PRAGUE — A newspaper article has led to an emotional reunion of Holocaust survivors at a Prague Jewish community center earlier this month.
Nearly two years ago, Czech-born Israeli resident Hana Greenfield wrote an article about a late cousin for the London-based Jewish Chronicle. In the essay, “Another Victim,” Greenfield shared her fond personal memories of cousin Richard Goldschmid, one of the heroes of the 1943 Treblinka uprising.
Soon after it was published, an English man named Felix Morel contacted her and said Goldschmid was also his relative. To her astonishment, she learned that she had another relative in Prague named Karel Zimmerman.

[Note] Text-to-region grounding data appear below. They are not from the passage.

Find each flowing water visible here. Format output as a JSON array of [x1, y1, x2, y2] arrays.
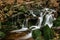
[[10, 8, 56, 40]]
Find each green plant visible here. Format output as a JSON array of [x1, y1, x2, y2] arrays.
[[32, 29, 42, 40], [0, 0, 59, 40], [0, 31, 5, 38], [43, 25, 54, 40], [53, 16, 60, 27]]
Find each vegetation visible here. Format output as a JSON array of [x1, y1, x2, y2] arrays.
[[0, 0, 60, 40]]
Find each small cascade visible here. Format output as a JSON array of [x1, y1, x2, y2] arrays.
[[10, 8, 57, 40], [38, 12, 44, 28], [43, 8, 56, 28], [10, 24, 28, 33]]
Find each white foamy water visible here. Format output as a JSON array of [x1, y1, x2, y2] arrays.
[[20, 32, 32, 39], [44, 8, 56, 28], [11, 24, 28, 33], [44, 13, 54, 28], [11, 8, 56, 40]]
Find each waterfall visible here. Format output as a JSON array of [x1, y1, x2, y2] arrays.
[[18, 9, 56, 39], [10, 8, 56, 40], [44, 13, 54, 28], [44, 8, 56, 28]]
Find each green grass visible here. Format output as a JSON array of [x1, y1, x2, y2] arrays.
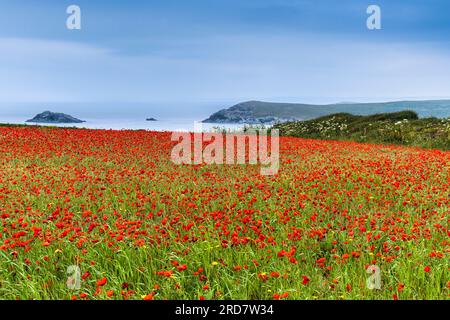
[[274, 111, 450, 150], [0, 125, 448, 300]]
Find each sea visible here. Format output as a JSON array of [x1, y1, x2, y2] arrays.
[[0, 116, 248, 132], [0, 101, 449, 132], [0, 102, 246, 132]]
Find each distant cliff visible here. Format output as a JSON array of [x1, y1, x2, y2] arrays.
[[202, 100, 450, 124], [202, 101, 302, 124], [26, 111, 85, 124]]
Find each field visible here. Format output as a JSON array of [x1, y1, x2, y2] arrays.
[[0, 126, 448, 300]]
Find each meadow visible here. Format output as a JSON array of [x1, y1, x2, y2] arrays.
[[0, 126, 448, 300]]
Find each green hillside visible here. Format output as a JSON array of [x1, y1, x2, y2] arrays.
[[273, 111, 450, 150], [203, 100, 450, 124]]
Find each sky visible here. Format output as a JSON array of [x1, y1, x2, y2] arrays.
[[1, 0, 450, 114]]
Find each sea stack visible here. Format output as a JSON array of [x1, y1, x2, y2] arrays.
[[26, 111, 85, 124]]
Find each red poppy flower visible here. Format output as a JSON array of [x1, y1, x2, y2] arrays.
[[96, 277, 107, 287], [177, 264, 187, 271], [143, 294, 153, 300]]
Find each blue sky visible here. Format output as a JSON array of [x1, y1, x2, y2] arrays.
[[1, 0, 450, 109]]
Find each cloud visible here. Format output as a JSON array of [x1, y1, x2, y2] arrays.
[[0, 34, 450, 105]]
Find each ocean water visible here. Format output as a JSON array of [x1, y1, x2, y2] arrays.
[[0, 116, 248, 132], [1, 100, 449, 131], [0, 102, 252, 131]]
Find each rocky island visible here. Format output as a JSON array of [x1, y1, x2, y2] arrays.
[[26, 111, 85, 124], [146, 117, 157, 121]]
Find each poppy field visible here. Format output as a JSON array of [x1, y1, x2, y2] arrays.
[[0, 126, 448, 300]]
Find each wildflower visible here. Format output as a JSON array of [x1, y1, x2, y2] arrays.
[[270, 271, 280, 278], [96, 277, 107, 287], [177, 264, 187, 271], [143, 294, 154, 300], [258, 273, 269, 281]]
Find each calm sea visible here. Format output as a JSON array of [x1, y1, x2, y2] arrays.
[[0, 116, 247, 132], [0, 101, 449, 131], [0, 102, 245, 131]]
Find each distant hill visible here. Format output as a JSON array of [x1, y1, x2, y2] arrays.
[[202, 100, 450, 124], [26, 111, 85, 124], [273, 111, 450, 150]]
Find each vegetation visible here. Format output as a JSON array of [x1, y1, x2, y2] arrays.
[[0, 123, 80, 129], [0, 126, 448, 300], [274, 111, 450, 150]]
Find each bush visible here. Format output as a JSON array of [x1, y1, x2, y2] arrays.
[[274, 111, 450, 150]]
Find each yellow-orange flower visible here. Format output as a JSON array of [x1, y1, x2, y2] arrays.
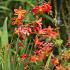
[[14, 6, 26, 19], [51, 57, 59, 66], [29, 55, 39, 62]]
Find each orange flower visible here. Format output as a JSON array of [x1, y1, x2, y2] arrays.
[[51, 57, 59, 66], [67, 65, 70, 70], [10, 17, 22, 25], [38, 26, 58, 38], [37, 53, 44, 61], [14, 6, 26, 19], [34, 35, 40, 47], [41, 43, 53, 57], [56, 64, 65, 70], [29, 55, 39, 62], [38, 29, 46, 35], [46, 26, 58, 38]]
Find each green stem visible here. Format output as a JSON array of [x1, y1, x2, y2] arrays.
[[45, 52, 52, 67]]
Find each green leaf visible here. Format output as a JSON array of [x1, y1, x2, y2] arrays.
[[0, 6, 11, 11], [41, 13, 53, 22], [1, 17, 8, 47], [0, 17, 11, 70], [0, 29, 1, 37]]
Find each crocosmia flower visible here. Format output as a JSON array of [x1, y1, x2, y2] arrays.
[[20, 54, 26, 62], [34, 35, 40, 47], [32, 3, 51, 14], [14, 26, 32, 36], [29, 55, 38, 62], [14, 6, 26, 19], [46, 26, 58, 38], [10, 17, 22, 25], [51, 57, 59, 66], [56, 64, 65, 70], [32, 6, 40, 14], [42, 3, 51, 12], [66, 37, 70, 47]]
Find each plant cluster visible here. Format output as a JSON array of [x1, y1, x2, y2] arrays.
[[0, 0, 70, 70]]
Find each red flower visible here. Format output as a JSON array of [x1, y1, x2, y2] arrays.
[[14, 6, 26, 19], [41, 43, 53, 57], [32, 3, 51, 14], [32, 17, 42, 29], [20, 54, 26, 62], [32, 6, 40, 14], [29, 55, 38, 62], [21, 27, 32, 36], [14, 26, 32, 36], [32, 18, 42, 33], [42, 3, 51, 12], [43, 42, 53, 51], [25, 27, 32, 34], [33, 27, 40, 32], [18, 42, 23, 47], [33, 50, 41, 55], [19, 35, 25, 40], [14, 27, 21, 35], [35, 17, 42, 28], [66, 37, 70, 47]]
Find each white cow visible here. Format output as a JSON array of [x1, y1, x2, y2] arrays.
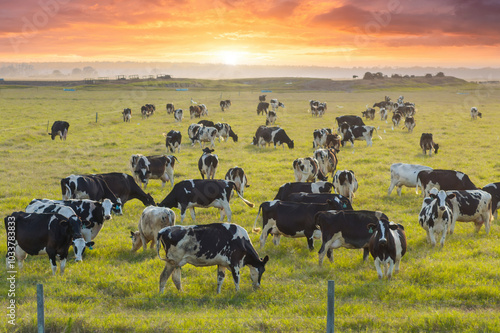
[[131, 206, 176, 252], [388, 163, 433, 196]]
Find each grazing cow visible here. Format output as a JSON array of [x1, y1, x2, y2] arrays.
[[379, 108, 388, 121], [252, 126, 294, 149], [163, 130, 182, 153], [470, 107, 482, 120], [49, 121, 70, 140], [274, 181, 333, 200], [338, 122, 377, 147], [5, 212, 87, 275], [361, 107, 376, 120], [166, 103, 175, 114], [270, 99, 285, 111], [220, 100, 231, 112], [332, 170, 358, 202], [420, 133, 439, 156], [198, 148, 219, 180], [312, 128, 332, 148], [194, 126, 218, 148], [335, 115, 365, 127], [259, 94, 266, 102], [157, 179, 254, 223], [257, 102, 270, 115], [26, 198, 113, 243], [325, 134, 341, 150], [122, 108, 131, 122], [368, 219, 407, 279], [286, 192, 353, 209], [92, 173, 156, 208], [225, 167, 249, 196], [314, 210, 389, 266], [157, 223, 269, 294], [396, 104, 415, 117], [416, 169, 477, 197], [402, 116, 416, 132], [254, 200, 344, 250], [418, 190, 455, 247], [446, 190, 493, 235], [174, 109, 183, 122], [131, 206, 176, 252], [482, 182, 500, 219], [189, 105, 203, 119], [130, 154, 178, 188], [187, 123, 203, 145], [214, 122, 238, 142], [391, 112, 402, 130], [388, 163, 433, 196], [266, 110, 277, 125], [314, 148, 339, 179], [199, 104, 208, 116], [198, 120, 215, 127], [293, 157, 328, 182], [141, 104, 155, 118], [60, 175, 123, 214]]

As it turned out, Greenfield, Morel and Zimmerman were related through three grandmothers who were sisters.
On Sept. 8, they met as a group for the first time to share their childhood memories and learn how each had fared during the war.
It was a double family celebration because the occasion also marked Morel’s 70th birthday.

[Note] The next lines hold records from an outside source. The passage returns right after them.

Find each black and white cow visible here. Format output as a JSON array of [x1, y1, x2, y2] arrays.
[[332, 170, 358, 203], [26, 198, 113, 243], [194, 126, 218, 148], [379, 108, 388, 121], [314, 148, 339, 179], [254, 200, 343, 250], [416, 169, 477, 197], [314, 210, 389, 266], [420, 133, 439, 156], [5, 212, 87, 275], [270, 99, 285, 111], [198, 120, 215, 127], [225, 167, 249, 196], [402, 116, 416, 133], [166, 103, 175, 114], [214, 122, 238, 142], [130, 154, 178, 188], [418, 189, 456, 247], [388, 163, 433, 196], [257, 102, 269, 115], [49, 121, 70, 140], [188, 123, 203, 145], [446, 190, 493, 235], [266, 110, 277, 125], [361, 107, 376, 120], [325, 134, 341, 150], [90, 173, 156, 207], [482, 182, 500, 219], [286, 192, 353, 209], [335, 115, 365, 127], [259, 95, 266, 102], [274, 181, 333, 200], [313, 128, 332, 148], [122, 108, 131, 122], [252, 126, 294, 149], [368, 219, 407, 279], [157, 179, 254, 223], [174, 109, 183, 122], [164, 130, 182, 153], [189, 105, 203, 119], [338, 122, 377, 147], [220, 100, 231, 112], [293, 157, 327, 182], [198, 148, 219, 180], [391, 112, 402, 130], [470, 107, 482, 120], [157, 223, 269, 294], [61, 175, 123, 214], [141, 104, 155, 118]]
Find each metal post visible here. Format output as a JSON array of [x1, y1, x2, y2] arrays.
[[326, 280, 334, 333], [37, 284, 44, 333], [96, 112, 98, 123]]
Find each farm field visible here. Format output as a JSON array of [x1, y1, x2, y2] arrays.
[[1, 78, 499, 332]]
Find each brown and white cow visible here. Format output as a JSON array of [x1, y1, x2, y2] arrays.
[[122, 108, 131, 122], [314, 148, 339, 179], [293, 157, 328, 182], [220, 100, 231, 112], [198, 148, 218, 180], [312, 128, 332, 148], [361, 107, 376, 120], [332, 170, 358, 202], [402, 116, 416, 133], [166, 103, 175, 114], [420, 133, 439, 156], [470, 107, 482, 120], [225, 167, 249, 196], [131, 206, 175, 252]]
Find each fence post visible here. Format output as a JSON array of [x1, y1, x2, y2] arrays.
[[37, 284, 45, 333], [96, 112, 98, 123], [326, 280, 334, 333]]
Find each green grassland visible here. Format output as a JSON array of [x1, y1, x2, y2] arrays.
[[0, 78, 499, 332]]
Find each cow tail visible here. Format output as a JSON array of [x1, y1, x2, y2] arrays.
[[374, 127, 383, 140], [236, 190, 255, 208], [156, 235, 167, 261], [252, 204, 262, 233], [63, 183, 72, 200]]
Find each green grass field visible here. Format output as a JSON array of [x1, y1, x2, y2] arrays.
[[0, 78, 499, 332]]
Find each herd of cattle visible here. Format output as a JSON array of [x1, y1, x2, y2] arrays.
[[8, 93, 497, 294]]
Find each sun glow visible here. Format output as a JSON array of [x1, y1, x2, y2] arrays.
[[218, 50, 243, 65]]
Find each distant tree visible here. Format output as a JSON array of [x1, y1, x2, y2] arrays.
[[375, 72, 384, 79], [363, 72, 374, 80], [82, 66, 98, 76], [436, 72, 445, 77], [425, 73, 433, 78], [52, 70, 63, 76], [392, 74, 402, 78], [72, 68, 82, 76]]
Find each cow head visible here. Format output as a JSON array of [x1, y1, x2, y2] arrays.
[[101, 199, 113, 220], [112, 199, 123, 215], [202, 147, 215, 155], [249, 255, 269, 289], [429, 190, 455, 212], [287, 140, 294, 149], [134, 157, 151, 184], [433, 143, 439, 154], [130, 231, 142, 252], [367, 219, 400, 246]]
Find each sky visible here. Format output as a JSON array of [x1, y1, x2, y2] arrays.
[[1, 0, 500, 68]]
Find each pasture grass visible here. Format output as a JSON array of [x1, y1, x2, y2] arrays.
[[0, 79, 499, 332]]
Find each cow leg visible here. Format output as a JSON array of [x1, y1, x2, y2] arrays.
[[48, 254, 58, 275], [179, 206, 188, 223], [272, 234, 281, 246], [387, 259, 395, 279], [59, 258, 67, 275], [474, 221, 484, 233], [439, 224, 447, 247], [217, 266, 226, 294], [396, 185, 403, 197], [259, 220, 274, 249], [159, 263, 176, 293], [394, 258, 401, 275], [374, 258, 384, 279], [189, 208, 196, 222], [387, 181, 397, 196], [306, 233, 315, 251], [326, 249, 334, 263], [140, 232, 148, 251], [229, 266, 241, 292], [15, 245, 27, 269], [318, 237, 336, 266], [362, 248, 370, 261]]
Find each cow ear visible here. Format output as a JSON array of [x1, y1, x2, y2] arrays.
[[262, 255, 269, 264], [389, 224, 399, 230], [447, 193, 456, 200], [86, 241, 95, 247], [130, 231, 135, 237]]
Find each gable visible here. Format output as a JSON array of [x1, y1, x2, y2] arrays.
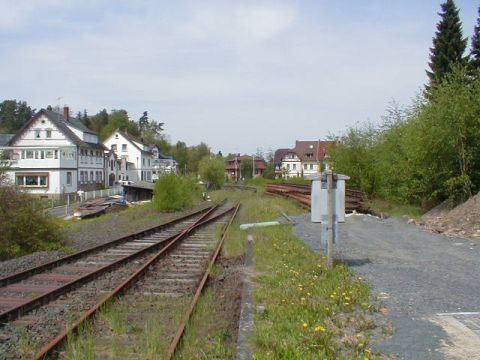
[[9, 114, 75, 147]]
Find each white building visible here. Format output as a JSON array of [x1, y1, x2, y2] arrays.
[[103, 130, 154, 183], [274, 140, 334, 179], [2, 107, 107, 198], [149, 144, 177, 181]]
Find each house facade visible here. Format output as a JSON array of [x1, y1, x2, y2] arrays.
[[103, 130, 154, 183], [225, 155, 266, 181], [3, 107, 106, 198], [149, 145, 177, 182], [274, 140, 334, 179]]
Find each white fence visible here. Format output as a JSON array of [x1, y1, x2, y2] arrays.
[[77, 186, 123, 202], [45, 186, 123, 217]]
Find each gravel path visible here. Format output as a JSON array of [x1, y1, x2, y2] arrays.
[[292, 213, 480, 360]]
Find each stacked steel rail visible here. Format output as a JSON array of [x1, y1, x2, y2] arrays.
[[8, 202, 238, 359], [265, 183, 369, 213]]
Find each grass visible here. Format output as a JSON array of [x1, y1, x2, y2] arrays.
[[63, 295, 192, 359], [252, 226, 376, 359], [212, 188, 379, 359], [368, 198, 424, 220], [175, 289, 237, 360]]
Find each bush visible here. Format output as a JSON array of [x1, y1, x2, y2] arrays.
[[198, 156, 225, 189], [0, 186, 64, 260], [152, 173, 200, 212]]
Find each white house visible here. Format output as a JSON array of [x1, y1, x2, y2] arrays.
[[148, 144, 177, 181], [274, 140, 334, 179], [103, 130, 154, 183], [2, 107, 107, 198]]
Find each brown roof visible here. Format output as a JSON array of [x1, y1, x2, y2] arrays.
[[274, 140, 335, 163], [274, 148, 290, 164], [226, 155, 266, 170]]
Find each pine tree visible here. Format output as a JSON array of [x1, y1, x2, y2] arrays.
[[470, 6, 480, 69], [426, 0, 467, 89]]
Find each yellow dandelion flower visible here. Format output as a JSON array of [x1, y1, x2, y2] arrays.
[[314, 325, 326, 332], [358, 342, 364, 348], [303, 322, 309, 328]]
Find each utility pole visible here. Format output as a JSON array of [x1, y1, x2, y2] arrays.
[[326, 169, 334, 269], [252, 155, 255, 178]]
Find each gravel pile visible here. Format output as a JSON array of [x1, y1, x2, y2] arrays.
[[422, 192, 480, 238]]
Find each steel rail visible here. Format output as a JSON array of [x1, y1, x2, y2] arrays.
[[31, 203, 234, 360], [165, 202, 241, 360], [0, 206, 211, 287], [0, 205, 220, 324]]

“I cannot describe my feelings,” Morel said. “Most of my family went into the gas chambers, so to find some people who I did not realize existed had a very emotional effect on me.
Greenfield also found it difficult to express her feelings about the reunion party.
“It was very emotional,” she said. “Suddenly you are not alone in the world. We passed around family photographs and got to know about the history of the family.”
Each had very different war experiences.
Morel was sent to Britain in 1939 when he was 8 years old. His mother returned to Czechoslovakia just before Hitler invaded the country and ended up in the Lodz Ghetto for the rest of the war.
She miraculously survived, but Morel spent the entire war not knowing whether his mother was alive or dead. He later settled in England.
Greenfield, whose family lived in the Czech town of Kolin, about 30 miles east of Prague, was 12 at the start of the war.
She was forced to work in a soap powder factory before being sent to Terezin, also known by its German name of Theresienstadt, in 1942. Greenfield spent two years there before she was transported to Auschwitz.
After six weeks, she was moved to Hamburg, Germany, to work as a slave laborer. She was later to spend the last days of the war at Bergen Belsen.
The final and youngest member of the reunion party was Zimmerman, now a renowned mathematics professor based in Prague.
As a baby, he was removed from the clutches of the Nazis by being sent to live with his paternal grandmother, who was not Jewish.
Greenfield, who has sold 50,000 copies of her Holocaust memoir “Fragments of Memory,” summed up why the reunion was so important to her.
“For me, the Holocaust isn’t just about the 6 million who died. It is about the havoc caused in so many lives.”